The New York Times
January 7, 1958

Cuban Exile Asks U.N. Rights Action
Urrutia, Choice of Castro Rebels to Replace Batista, Is Here From Miami

United Nations action to find the Batista Government in Cuba in violation of the 1948 Universal Declaration of Human Rights was urged here last night by Dr. Carl Manuel Urrutia Lleo.

Dr. Urrutia arrived at Pennsylvania Station from Miami with his wife, Esperanza, and two sons, Alejandro, 19, and Jorge, 13.

Last week, Cuban exiles in Miami reported that Dr. Urrutia had been designated by Fidel Castro and his Twenty-sixth of July Movement, now in revolt in eastern Cuba, and by the Orthodox party, another Opposition group, as their choice for Provisional President of Cuba in the event of the overthrow of President Fulgencio Batista.

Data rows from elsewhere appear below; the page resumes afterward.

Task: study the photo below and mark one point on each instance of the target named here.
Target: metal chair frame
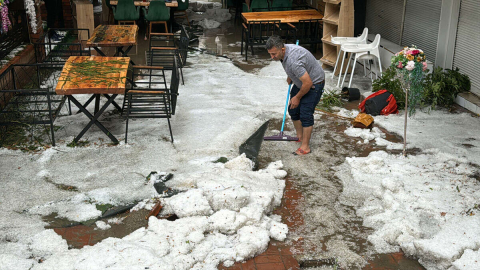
(152, 97)
(27, 95)
(47, 50)
(257, 33)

The Autentico party, led by former President Carlos Prio Socarras, is said to have accepted Dr. Urrutia without giving him the designation.  SEven Cuban Opposition groups are represented in a Council of Liberation at Miami.

Dr. Urrutia said "the rights to life, liberty and free expression of though do not now exist in Cuba."  As Provisional President, he said, his aim would be primarily to carry out free elections within eighteen months.  But he said President Batista should also be legally tried for usurpation of power and violation of human rights.

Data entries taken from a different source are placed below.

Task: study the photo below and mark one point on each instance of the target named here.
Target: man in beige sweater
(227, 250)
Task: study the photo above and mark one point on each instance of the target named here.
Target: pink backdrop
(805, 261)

Now 56 years old, Dr. Urrutia applied for retirement as a Cuban judge last Nov. 27 after thirty-one years on the bench in Santiago.  He came to the United States last month.

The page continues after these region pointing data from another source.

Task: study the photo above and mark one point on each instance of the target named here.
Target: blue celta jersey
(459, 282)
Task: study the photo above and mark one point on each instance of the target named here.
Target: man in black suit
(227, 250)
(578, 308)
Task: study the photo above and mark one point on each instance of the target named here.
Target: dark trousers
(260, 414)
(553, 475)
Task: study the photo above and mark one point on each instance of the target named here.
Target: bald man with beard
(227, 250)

Last May, Dr. Urrutia, as president of a three-man tribunal, dissented form the conviction of forty youths for rebellion.  He then declared it legitimate under Article 40 Cuban Constitution to revolt, because there was no peaceful means left to defend individual rights.

Regime Charges Communist Tie

Special to The New York Times.

HAVANA, Jan. 6--The Cuban Government charged today that Dr. Carlos Prio Socarras, former President of Cuba; Fidel Castro, rebel leader, and the outlawed Communist party had joined forces in the attempts to overthrow President Batista.

Investigators showed that the overthrow movement had penetrated universities, other centers of education and other groups throughout Cuba, particularly in Oriente Province, a statement issued by Camp Columbia, Army headquarters said.

The statement name several persons in Holguin and Santiago de Cuba, both in Oriente Province, as Communist agitators.

The Army said that the directing group in Santiago was known as the Board of the Five and was composed of oppositionists, intellectuals and minor labor leaders.  The statement said the names of the labor leaders and intellectuals were known to the Government.

The Bureau of the Repression of Communist Activities established by the Government two years ago has reported that the slaying of Felipe Navea, anti-Communist labor leader, in Santiago on Dec. 29 was ordered by leaders of the underground Communist party in Havana, headquarters said.

Senor Castro and also Dr. Prio Socarras and other Cuban exiles in the Miami group have denied charges of relations with the Communists and repudiated Communist efforts to join forces with them.